Though you don’t really need more than that, the game does have more to offer than just running around shooting everything that moves. It has a compelling story, with a variety of interesting characters who are brought to life by solid voice acting. It has side quests to complete. It has a ton of collectibles to search for (seriously, if you enjoy exploring every corner of a game looking for hidden goodies, you’re going to be in heaven here) including “readables” which add to the story and the alternate history, concept art, records, and more.

Even the combat itself has plenty of options. Yes, you can run in guns blazing, and in a lot of cases that is the best way to go as there are a bunch of crazy weapons that are way too much fun not to use as often as possible. This is a Wolfenstein game, after all. But there are multiple ways to approach many situations, including the much quieter stealthy approach. It may not be as fun but it’s a strategy that can still be surprisingly brutal, especially when you use the hatchet, which may just be the most vicious weapon in the game at close range.

But for me, the highlight of The New Colossus is the overall design of it. I just love the way the game world feels; the level designs, the characters, the lighting, the particle effects. All of it really helped this frightening alternate history world to live and breathe.

While my experience with the game was great for the most part, I did encounter a couple of fairly significant problems that should be noted.

I have a bit of a bad habit with games. I worry that if I run off to do the next main quest, I might miss something. And so instead of risking it, I tend to run around doing and exploring as much as possible instead of spreading things out. Sometimes this can throw a wrench into things when I go somewhere or do something I wasn’t supposed to quite yet.

In Wolfenstein II, there’s a point where you get to your base of operations. A moment to breathe in between the madness. So off I went, fearful I might lose the ability to explore it later in the game. In running around, exploring and gathering collectibles, I ended up doing something that completed a quest I hadn’t been given yet. The big problem here is that I already had an objective to complete for the NPC who was going to give me this quest I hadn’t been given yet. And when I inadvertently did what I did, it automatically completed the active objective I had yet to do, and skipped right to the next objective I had now already completed.

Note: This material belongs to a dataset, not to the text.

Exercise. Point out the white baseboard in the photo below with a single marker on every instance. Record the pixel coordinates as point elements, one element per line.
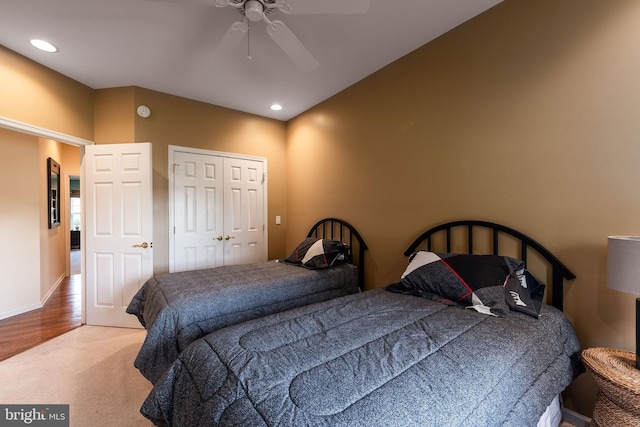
<point>20,310</point>
<point>28,308</point>
<point>575,418</point>
<point>52,290</point>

I usually have a few save slots going in a game like this—a game that allows you to save whenever you want, as all games should—but unfortunately by the time I realized what had happened I had already painted myself into corner and couldn’t go back. Instead I went to YouTube to watch the cutscene I had missed, which thankfully wasn’t too crucial. However, in the video I watched I also noticed a completely different cutscene from a little earlier in the game that for some reason didn’t play for me.

I have to assume that these things will be remedied quickly via patches, and I can only hope that I didn’t miss any other cutscenes. For now, what I don’t know hurts me not!

Other than that, I loved my time with Wolfenstein II: The New Colossus. MachineGames really knocked it out of the park again, especially with the overall design, and I can’t wait to see what they tackle next.